Discoveries about light are still being made. It was only in 2015 that scientists took the first-ever photograph of light behaving as both a particle and a wave.

And it hasn't even been that long - just 1992, 25 years ago - since light was discovered to have orbital angular momentum.

This is angular momentum based on the shape of its wavefront, rather than its orientation. The new tool - a type of metasurface - uses this along with second type of angular momentum called spin angular momentum (also known as circular polarisation).

"Think about orbital angular momentum and circular polarisation like the motion of a planet," writes Harvard's Leah Burrows in a statement.

"Circular polarisation is the direction in which a planet rotates on its axis while orbital momentum describes how the planet orbits the sun."

It's previously been established that a single beam of light can exhibit both types of angular momentum, and that connecting them and using polarisation to control the OAM can result in beams with new and complex shapes, such as the aforementioned corkscrew.

According to the researchers, until now there was a significant limit on this. Only certain polarisations could connect to certain OAMs.

This is where the new tool comes in - it allows any polarisation to be converted to any OAM, which means it can create spirals and corkscrews and vortices of any size.

"This is a completely new optical component," said co-first researcher Antonio Ambrosio, Principal Scientist at Harvard Center for Nanoscale Systems.

"Some metasurfaces are iterations or more efficient, more compact versions of existing optical devices but, this arbitrary spin-to-orbital conversion cannot be done with any other optical device.

"There is nothing in nature as well that can do this and produce these states of light."

(Capasso Lab/Harvard SEAS)

Orbital angular momentum already has several proposed uses, such as high-speed data transfer, and encoded communications. Researchers have even figured out how to transmit the OAM of individual photons using entanglement.

Other previously proposed applications include the manipulation of microscopic objects, and imaging systems.

This is where Harvard's device could prove practical. The metasurface could be used to shape optical tweezers to manipulate objects as small as atoms and molecules.
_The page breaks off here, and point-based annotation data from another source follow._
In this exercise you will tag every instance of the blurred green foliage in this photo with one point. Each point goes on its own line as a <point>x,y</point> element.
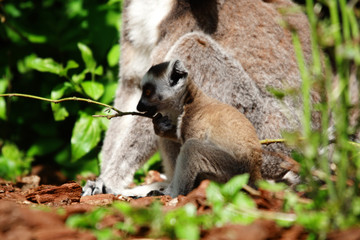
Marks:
<point>48,48</point>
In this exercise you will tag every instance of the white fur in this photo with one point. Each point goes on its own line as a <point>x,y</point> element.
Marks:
<point>143,25</point>
<point>144,19</point>
<point>129,105</point>
<point>142,191</point>
<point>179,123</point>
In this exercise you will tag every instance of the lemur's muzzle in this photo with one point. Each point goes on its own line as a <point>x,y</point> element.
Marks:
<point>148,110</point>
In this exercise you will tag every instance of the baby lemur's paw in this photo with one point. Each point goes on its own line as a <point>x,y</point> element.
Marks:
<point>162,124</point>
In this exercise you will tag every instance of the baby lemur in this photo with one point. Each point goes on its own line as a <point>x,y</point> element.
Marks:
<point>217,141</point>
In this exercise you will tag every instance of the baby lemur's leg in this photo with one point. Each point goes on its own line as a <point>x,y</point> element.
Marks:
<point>199,160</point>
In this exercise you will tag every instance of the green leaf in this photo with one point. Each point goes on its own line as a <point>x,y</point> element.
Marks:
<point>71,64</point>
<point>60,113</point>
<point>188,231</point>
<point>234,185</point>
<point>59,91</point>
<point>86,135</point>
<point>3,85</point>
<point>99,70</point>
<point>78,78</point>
<point>2,108</point>
<point>114,55</point>
<point>87,56</point>
<point>44,65</point>
<point>93,89</point>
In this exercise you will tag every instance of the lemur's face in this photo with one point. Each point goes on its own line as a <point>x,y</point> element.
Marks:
<point>161,87</point>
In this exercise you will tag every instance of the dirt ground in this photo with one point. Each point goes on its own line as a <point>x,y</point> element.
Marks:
<point>29,210</point>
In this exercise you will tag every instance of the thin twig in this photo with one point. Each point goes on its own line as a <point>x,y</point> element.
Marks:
<point>257,193</point>
<point>270,141</point>
<point>118,112</point>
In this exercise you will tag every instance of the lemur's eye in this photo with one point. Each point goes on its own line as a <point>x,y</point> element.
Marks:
<point>147,92</point>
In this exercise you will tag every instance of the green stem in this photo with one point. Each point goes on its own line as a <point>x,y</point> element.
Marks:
<point>118,112</point>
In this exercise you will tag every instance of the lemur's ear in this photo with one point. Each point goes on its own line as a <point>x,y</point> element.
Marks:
<point>178,72</point>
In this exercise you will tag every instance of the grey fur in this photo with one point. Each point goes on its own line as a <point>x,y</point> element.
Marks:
<point>248,44</point>
<point>217,142</point>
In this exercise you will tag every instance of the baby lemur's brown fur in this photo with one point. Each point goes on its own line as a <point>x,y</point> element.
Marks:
<point>217,141</point>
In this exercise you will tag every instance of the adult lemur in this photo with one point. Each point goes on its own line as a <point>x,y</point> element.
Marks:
<point>217,141</point>
<point>237,50</point>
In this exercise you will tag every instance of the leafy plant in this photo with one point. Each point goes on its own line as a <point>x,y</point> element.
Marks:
<point>54,57</point>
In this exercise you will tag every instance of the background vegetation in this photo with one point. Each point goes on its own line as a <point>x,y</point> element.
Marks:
<point>48,49</point>
<point>60,48</point>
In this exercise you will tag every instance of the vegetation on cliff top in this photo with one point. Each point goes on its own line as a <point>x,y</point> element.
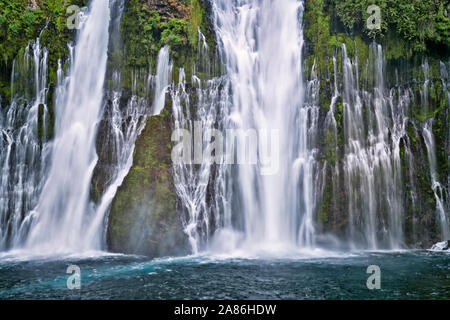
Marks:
<point>21,23</point>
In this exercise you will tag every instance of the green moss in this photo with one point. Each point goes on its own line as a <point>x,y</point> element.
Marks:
<point>417,22</point>
<point>143,217</point>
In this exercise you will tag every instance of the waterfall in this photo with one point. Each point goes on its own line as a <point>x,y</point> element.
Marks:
<point>192,180</point>
<point>374,126</point>
<point>163,71</point>
<point>23,144</point>
<point>63,213</point>
<point>439,190</point>
<point>261,44</point>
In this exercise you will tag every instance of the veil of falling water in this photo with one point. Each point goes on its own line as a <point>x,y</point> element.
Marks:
<point>261,43</point>
<point>23,126</point>
<point>63,213</point>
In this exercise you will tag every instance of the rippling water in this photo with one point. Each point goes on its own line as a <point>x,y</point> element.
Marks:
<point>404,275</point>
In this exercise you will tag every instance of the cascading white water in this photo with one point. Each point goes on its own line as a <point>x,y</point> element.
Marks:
<point>63,214</point>
<point>126,124</point>
<point>164,70</point>
<point>191,180</point>
<point>261,43</point>
<point>24,147</point>
<point>374,125</point>
<point>439,191</point>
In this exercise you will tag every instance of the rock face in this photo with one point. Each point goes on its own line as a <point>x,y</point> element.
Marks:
<point>143,218</point>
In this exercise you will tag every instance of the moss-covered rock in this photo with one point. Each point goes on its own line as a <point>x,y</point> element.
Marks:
<point>143,218</point>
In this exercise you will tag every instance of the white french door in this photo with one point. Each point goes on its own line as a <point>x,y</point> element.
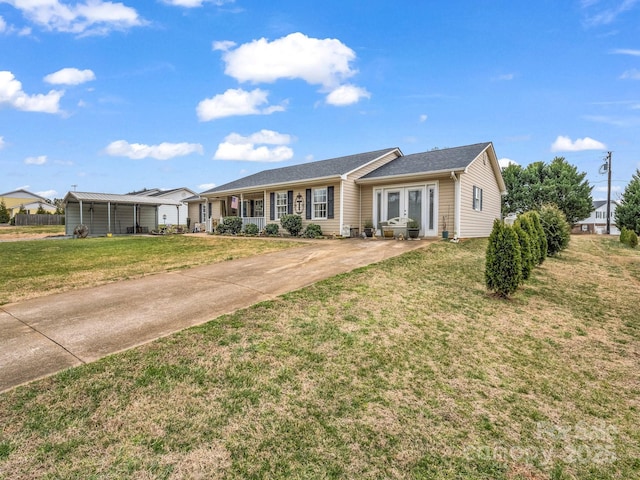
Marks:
<point>417,202</point>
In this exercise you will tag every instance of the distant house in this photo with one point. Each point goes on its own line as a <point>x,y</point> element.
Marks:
<point>22,199</point>
<point>112,213</point>
<point>170,214</point>
<point>455,189</point>
<point>597,221</point>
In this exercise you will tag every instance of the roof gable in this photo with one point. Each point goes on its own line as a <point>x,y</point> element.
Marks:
<point>447,159</point>
<point>333,167</point>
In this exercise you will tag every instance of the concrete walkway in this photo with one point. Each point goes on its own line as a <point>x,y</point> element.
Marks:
<point>42,336</point>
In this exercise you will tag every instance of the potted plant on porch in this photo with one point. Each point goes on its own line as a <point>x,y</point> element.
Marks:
<point>445,232</point>
<point>368,228</point>
<point>413,229</point>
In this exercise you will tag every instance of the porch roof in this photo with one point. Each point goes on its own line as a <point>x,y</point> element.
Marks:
<point>334,167</point>
<point>116,198</point>
<point>435,161</point>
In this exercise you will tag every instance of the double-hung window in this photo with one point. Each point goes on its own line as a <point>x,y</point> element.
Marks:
<point>281,204</point>
<point>477,198</point>
<point>319,203</point>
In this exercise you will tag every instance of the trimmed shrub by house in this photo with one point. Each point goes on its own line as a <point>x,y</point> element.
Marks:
<point>271,229</point>
<point>503,268</point>
<point>556,229</point>
<point>312,231</point>
<point>251,229</point>
<point>292,224</point>
<point>229,226</point>
<point>526,255</point>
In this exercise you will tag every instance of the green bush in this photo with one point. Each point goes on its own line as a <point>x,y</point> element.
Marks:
<point>251,229</point>
<point>292,224</point>
<point>229,226</point>
<point>624,235</point>
<point>503,268</point>
<point>534,217</point>
<point>526,223</point>
<point>526,254</point>
<point>556,229</point>
<point>272,229</point>
<point>312,231</point>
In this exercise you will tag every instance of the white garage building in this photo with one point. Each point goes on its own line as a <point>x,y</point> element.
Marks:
<point>106,213</point>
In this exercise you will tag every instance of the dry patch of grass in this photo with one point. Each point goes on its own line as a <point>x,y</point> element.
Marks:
<point>35,268</point>
<point>404,369</point>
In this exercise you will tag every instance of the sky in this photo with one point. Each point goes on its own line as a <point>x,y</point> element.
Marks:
<point>114,97</point>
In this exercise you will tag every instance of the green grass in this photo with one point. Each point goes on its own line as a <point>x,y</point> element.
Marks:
<point>403,369</point>
<point>40,267</point>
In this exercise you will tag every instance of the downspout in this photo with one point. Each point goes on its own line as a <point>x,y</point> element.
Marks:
<point>457,203</point>
<point>341,229</point>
Changing the polarisation could change the direction of the applied force.

It could also be used for high-powered imaging, because the black hole down the centre of the vortex can be used to take images of features smaller than the diffraction limit, the researchers said.

"There is interest in these beams in quantum optics and quantum information," explained co-first researcher Noah Rubin.

"On the more applied side, these beams could find application in free-space optical communication, especially in scattering environments where this is usually difficult.

"Moreover, it has been recently shown that similar elements can be incorporated into lasers, directly producing these novel states of light. This may lead to unforeseen applications."

Harvard has legally protected all IP related to the project and is currently seeking commercialisation opportunities. The research itself has been published in the journal Science.